Ce climat d’insécurité a poussé plus de 30 000 Congolais à traverser la frontière angolaise où ils ont été installés dans des camps de fortune. L’arrivée massive de ces réfugiés en Angola, en l’espace de quelques semaines, a influé négativement sur les relations entre les deux pays voisins qui oscillent traditionnellement entre méfiance et animosité.
Luanda, qui s’agace régulièrement de la venue de Congolais en situation irrégulière sur son territoire, procède par vagues successives à leur expulsion, souvent dans des conditions humiliantes qui irritent les organisations congolaises de défense des droits de l’homme, sans pour autant susciter une forte réaction à Kinshasa. Visiblement, la RD Congo ne souhaite pas se fâcher avec son voisin du sud, qui s’est affirmé, au fil des années, comme une puissance militaire et économique qui compte dans la région.

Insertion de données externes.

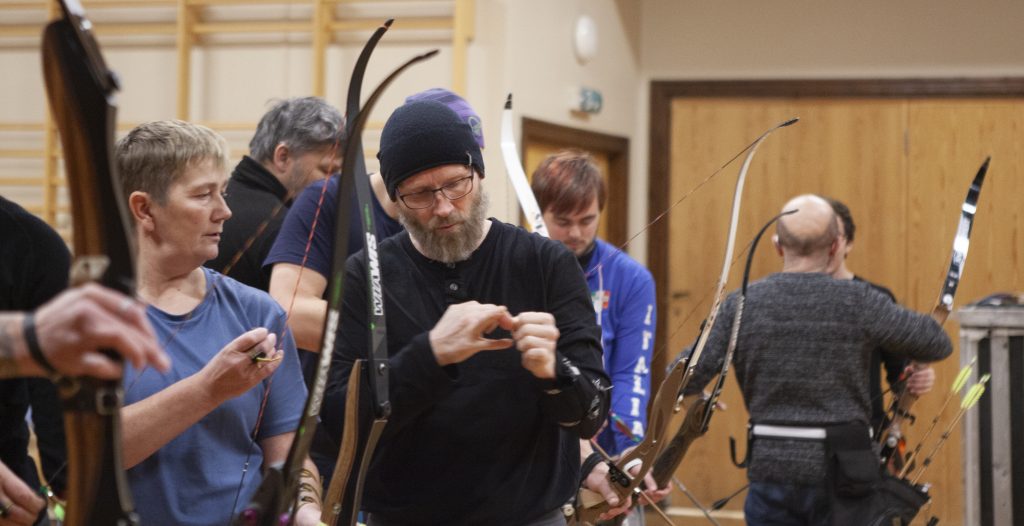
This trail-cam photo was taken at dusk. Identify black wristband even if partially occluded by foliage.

Des préconisations concrètes
La conférence de Kananga, jugée tardive par certains, s’est tenue après plusieurs mois de flottement : les autorités congolaises donnaient l’impression de subir les événements sans y apporter les réponses adéquates, à part une répression féroce, mettant en vedette policiers et militaires débordés et enclins à tuer, comme si l’usage excessif de la force était inéluctable et que toute tentative de négociation aurait été perçue comme un signe de faiblesse.
Ces travaux quoique boycottés par la frange la plus représentative de l’opposition, ont donné lieu à une série de recommandations destinées à la fois à enraciner la culture de la paix et à favoriser la réconciliation nationale dans le Grand Kasaï. La déclaration finale reprend une série de résolutions, notamment la création d’un observatoire de prévention des conflits, le désarmement de la population et la mise en oeuvre d’un plan d’urgence de développement de la région.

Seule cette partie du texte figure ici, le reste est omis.